One night, Elsa Batica answered a frantic phone call from a woman who whispered, “I need to get out of here.”
Sexually and physically abused by her husband and other men, the caller, a new immigrant from the Philippines, didn’t know who to ask for help. She was randomly flipping through the phone book trying to see if she could recognize a Filipino name.
She found Batica, who is the founding member the Filipino American Women’s Network Minnesota chapter, an organization that provides support for trafficked women and helps them escape from abusive partners.
As a part of the International Visitor Leadership Program, the Minnesota International Center invited Thai government official Ranee Wongprajuablap, who met Thursday with Batica’s FAWN and other local nonprofit organizations, to learn from the ways the United States is combating the problem of human trafficking.
The United Nations defines human trafficking as “the recruitment, transportation, transfer, harboring or receipt of persons, by means of threat or use of force.”
Trafficked women are promised a better life in the United States, but in reality they’re being sexually exploited, Batica said. She added that they usually don’t report incidents of abuse.

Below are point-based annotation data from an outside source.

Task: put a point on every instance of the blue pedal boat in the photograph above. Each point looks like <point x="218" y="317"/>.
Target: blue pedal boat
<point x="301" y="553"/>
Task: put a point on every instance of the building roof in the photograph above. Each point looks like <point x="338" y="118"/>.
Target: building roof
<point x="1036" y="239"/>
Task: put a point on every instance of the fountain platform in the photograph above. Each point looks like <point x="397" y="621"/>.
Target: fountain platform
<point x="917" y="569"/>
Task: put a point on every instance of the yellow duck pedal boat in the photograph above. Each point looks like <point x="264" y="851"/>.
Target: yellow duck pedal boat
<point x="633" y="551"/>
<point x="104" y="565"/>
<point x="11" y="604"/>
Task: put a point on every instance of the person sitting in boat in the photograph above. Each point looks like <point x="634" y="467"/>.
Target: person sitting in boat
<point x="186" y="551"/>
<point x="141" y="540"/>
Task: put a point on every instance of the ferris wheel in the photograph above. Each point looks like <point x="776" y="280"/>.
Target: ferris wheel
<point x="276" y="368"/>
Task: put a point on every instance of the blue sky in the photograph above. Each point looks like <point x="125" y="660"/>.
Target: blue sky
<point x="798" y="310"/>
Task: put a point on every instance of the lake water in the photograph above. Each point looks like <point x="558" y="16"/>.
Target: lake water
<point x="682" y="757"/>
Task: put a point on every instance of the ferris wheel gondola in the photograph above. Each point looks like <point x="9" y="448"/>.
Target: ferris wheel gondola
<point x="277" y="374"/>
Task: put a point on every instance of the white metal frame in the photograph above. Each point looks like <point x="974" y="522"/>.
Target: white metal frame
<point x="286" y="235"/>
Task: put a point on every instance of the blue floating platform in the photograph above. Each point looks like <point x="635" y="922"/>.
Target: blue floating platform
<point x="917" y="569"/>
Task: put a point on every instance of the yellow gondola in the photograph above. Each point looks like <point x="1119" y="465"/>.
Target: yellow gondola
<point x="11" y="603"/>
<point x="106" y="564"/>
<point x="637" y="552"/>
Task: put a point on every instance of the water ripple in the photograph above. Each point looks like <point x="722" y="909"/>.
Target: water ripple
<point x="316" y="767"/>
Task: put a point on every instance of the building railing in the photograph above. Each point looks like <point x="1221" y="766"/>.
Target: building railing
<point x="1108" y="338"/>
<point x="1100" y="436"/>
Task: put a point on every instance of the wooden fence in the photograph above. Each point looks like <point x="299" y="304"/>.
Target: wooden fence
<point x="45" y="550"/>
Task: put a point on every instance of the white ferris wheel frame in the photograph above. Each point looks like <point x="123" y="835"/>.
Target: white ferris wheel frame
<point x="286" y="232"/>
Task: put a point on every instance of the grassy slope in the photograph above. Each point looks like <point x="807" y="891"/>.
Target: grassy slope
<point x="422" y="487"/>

According to the Minnesota Office of Justice Programs, it’s estimated that between 14,000 and 17,000 people are trafficked in the United States each year. Human trafficking victims are men, women, children and teenagers from all over the world.
Speaking about trafficked Asian women in the United States, FAWN member Corazon Brizuela said that many don’t realize they’re being exploited.
Local organizations like FAWN said they’re doing what they can to help human trafficking victims in Minnesota, but Batica said she wants to focus on the problem internationally.
“We’re trying to save them down the stream, but what’s going on upstream?” Batica said.
Before she came to Minnesota, Wongprajuablap visited Washington and New York on an invitation from the U.S. Department of State.
Wongprajuablap said she wants to see how the laws regarding human trafficking are implemented in the United States versus Thailand.
In addition to meeting with FAWN during her Thursday visit, Wongprajuablap also met with the Minnesota Department of Human Rights and the Civil Society in Minnesota.
She said she would like to see the cooperation between nongovernmental organizations and the federal government applied to Thailand.
According to humantrafficking.org, through which organizations come together to combat human trafficking, Thailand is a destination country for those trafficked from Cambodia, Laos, China, Russia and Uzbekistan for sexual and labor exploitation.
Wongprajuablap said she hopes Thailand and neighboring countries will work together to solve the human trafficking problem.